Provides the ability to get more meaninful text out of common OCR outputs. It manipulates the Bounding Boxes of lines to rebuild a page layout to approximate human-reading experience.
Current OCR engines responses are focus on text recall. Ocrlayout tries to go a step further by re-ordering the lines of text so it'd approach a human-reading behavior.
When images contains a lot of textual information, it becomes relevant to assemble the generated meaninful blocks of text enabling better scenarios.
Another way to see would be to cluster the lines of text based on their positions/coordinates in the original content.
- Text Analytics you may leverage any Text Analytics such as Key Phrases, Entities Extraction with more confidence of its outcome
- Accessibility : Any infographic becomes alive, overcoming the alt text feature.
- Read Aloud feature : it becomes easier to build solutions to read aloud an image, increasing verbal narrative of visual information.
- Machine Translation : get more accurate MT output as you can retain more context.
- Sentences/Paragraph Classification: from scanned-base images i.e. contracts, having a more meaninful textual output allows you to classify it at a granular level in terms of risk, personal clause or conditions.
Today bboxhelper supports the output of
- Azure Batch Read API response. https://docs.microsoft.com/en-us/azure/cognitive-services/computer-vision/concept-recognizing-text#read-api
- Azure Computer Vision SDK Python Sample https://github.com/Azure/azure-sdk-for-python/tree/76a0d91c32a79561a7d5666e421908e7c4cffc6a/sdk/cognitiveservices/azure-cognitiveservices-vision-computervision
- Google Vision API Detect Text https://cloud.google.com/vision/docs/ocr https://cloud.google.com/vision/docs/ocr#vision_text_detection-python
- Google Vision Python Sample https://github.com/GoogleCloudPlatform/python-docs-samples/blob/master/vision/cloud-client/document_text/doctext.py
- AWS Textract Detects text in the input document. Amazon Textract can detect lines of text and the words that make up a line of text.

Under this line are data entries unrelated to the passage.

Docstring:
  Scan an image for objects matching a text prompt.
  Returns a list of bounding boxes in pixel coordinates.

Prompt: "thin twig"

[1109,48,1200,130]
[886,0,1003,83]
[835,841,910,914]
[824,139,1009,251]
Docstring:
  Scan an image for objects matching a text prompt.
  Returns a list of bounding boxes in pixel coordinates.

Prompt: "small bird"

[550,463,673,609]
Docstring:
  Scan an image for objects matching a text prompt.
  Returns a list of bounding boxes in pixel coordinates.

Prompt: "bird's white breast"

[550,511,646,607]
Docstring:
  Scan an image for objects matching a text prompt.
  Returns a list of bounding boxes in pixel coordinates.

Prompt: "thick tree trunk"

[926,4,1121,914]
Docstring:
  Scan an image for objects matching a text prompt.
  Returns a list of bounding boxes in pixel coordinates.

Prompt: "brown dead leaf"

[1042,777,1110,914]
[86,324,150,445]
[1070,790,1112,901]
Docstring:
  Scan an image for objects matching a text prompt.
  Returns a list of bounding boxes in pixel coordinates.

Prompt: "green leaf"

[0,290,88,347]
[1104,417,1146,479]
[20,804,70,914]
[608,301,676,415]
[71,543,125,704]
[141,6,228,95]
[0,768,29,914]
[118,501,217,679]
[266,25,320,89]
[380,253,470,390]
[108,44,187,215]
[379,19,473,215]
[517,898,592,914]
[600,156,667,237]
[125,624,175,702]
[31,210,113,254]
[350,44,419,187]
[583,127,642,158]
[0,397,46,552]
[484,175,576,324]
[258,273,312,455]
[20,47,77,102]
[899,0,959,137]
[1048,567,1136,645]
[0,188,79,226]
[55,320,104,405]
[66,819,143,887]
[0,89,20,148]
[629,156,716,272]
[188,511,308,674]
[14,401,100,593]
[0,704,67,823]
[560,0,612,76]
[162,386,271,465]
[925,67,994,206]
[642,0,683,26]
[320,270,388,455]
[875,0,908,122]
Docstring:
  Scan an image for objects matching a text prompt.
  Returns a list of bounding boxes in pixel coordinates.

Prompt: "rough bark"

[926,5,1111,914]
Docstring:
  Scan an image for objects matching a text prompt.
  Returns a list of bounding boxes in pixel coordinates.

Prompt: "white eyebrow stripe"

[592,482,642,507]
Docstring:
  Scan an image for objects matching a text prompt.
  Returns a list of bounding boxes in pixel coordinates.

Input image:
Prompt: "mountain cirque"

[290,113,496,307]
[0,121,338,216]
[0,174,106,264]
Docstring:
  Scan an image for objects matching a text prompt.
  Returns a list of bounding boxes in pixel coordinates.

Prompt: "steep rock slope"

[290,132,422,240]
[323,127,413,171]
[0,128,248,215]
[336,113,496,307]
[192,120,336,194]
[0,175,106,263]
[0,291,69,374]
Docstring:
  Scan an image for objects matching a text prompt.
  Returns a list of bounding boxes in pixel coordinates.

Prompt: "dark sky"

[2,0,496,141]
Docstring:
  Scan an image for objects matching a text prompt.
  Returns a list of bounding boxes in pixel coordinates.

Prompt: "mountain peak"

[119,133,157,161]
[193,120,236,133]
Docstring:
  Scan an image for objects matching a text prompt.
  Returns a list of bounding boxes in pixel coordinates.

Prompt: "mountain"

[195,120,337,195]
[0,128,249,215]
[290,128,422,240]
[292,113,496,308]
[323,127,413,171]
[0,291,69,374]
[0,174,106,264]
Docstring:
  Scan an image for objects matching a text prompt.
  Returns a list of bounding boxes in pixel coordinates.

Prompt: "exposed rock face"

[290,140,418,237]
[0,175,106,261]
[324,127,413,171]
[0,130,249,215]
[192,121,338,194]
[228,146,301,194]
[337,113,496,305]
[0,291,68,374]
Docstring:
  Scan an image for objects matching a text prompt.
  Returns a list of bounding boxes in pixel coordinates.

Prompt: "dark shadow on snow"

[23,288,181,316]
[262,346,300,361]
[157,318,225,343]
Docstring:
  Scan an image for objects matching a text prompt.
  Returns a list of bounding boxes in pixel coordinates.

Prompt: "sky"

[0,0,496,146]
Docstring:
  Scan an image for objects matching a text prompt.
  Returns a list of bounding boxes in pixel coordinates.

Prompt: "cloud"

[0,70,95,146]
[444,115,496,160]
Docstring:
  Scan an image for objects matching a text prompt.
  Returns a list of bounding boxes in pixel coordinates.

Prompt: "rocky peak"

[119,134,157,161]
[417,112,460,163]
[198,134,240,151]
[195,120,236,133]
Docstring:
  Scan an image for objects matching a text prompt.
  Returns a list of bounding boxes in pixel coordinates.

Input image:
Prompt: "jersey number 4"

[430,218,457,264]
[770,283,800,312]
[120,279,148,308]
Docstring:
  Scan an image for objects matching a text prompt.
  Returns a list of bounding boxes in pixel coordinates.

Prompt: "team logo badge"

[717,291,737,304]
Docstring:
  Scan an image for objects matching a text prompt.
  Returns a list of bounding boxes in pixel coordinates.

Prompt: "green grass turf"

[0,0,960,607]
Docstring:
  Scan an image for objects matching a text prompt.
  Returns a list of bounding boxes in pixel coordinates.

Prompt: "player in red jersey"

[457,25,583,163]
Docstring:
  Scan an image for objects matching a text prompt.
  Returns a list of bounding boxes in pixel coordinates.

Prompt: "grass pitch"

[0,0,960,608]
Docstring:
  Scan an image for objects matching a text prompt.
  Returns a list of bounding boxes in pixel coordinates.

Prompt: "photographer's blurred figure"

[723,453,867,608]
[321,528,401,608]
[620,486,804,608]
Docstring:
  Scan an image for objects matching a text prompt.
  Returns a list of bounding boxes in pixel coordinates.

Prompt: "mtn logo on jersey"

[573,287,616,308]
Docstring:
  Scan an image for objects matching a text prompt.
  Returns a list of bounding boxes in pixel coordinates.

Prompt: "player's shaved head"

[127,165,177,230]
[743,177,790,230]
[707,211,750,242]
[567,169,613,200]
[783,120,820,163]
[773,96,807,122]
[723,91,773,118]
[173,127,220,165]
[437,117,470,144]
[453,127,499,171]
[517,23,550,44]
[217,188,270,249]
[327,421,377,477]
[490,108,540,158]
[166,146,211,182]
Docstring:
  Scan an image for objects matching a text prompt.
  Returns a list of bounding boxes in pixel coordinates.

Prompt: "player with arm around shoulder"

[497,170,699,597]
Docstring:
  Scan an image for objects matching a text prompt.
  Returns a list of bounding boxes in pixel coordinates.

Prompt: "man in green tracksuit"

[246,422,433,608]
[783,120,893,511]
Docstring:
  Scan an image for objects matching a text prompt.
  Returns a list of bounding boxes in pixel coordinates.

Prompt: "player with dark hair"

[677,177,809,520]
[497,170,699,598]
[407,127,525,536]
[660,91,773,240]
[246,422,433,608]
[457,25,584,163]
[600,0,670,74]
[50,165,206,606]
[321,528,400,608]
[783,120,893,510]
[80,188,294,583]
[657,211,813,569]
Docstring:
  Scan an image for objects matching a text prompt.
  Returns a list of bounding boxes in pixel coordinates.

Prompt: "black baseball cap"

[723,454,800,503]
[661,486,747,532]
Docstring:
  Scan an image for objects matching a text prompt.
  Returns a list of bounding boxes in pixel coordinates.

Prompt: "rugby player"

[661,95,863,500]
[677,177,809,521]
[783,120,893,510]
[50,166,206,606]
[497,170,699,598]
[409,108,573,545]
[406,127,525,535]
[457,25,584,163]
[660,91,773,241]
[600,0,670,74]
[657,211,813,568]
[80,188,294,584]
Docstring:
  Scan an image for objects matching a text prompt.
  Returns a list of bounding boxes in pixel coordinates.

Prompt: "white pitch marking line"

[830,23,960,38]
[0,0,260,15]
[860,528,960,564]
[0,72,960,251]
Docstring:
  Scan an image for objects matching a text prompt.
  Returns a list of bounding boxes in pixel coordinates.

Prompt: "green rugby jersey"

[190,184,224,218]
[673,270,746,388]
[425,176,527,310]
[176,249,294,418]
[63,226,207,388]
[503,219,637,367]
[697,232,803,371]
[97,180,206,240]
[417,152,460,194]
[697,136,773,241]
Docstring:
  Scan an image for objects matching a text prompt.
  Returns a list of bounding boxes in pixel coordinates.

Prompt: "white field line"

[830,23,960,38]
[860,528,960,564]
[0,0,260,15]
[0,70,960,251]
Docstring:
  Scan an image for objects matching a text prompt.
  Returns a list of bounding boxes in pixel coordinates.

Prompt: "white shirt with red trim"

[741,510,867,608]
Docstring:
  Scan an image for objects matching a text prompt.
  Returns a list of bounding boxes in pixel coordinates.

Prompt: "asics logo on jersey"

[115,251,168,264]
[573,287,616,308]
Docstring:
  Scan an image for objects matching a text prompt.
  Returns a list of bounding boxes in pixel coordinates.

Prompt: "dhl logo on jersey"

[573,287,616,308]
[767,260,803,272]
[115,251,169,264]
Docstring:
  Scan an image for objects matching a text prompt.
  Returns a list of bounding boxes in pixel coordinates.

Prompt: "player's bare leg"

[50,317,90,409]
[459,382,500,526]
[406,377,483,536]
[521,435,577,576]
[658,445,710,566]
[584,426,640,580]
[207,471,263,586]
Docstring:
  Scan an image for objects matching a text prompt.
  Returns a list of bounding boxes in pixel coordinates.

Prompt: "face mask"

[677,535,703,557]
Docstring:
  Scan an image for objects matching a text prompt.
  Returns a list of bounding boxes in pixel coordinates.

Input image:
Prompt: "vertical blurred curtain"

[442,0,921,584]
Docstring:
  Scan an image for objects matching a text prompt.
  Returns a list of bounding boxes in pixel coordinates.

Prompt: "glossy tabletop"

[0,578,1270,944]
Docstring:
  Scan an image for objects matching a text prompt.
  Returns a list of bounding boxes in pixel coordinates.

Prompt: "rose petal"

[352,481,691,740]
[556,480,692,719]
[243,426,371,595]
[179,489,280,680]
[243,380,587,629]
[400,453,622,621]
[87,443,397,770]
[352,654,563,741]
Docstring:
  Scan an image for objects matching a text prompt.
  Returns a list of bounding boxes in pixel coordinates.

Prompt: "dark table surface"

The input document must be an image in JPEG or PNG format. https://aws.amazon.com/textract/features/ https://docs.aws.amazon.com/textract/latest/dg/how-it-works-detecting.html https://docs.aws.amazon.com/textract/latest/dg/API_DetectDocumentText.html
Our goal here is not to conduct a comparison between Azure, Google or AWS Computer Vision API but to provide a consistent way to output OCR text for further processing regardless of the underlying OCR Engine.
More information to get started can be found documentation of this repository: documentation.
PyPi Install (https://pypi.org/project/ocrlayout/)
pip install ocrlayout
If you need more hands-on examples on how to use this library check out our recipes
More information on known limitations.
- hOCR Suppport https://en.wikipedia.org/wiki/HOCR tools
This project welcomes contributions and suggestions.
This project has adopted the Microsoft Open Source Code of Conduct.
For more information see the Code of Conduct FAQ.
THIS CODE IS PROVIDED AS IS WITHOUT WARRANTY OF ANY KIND, EITHER EXPRESS OR IMPLIED, INCLUDING ANY IMPLIED WARRANTIES OF FITNESS FOR A PARTICULAR PURPOSE, MERCHANTABILITY, OR NON-INFRINGEMENT.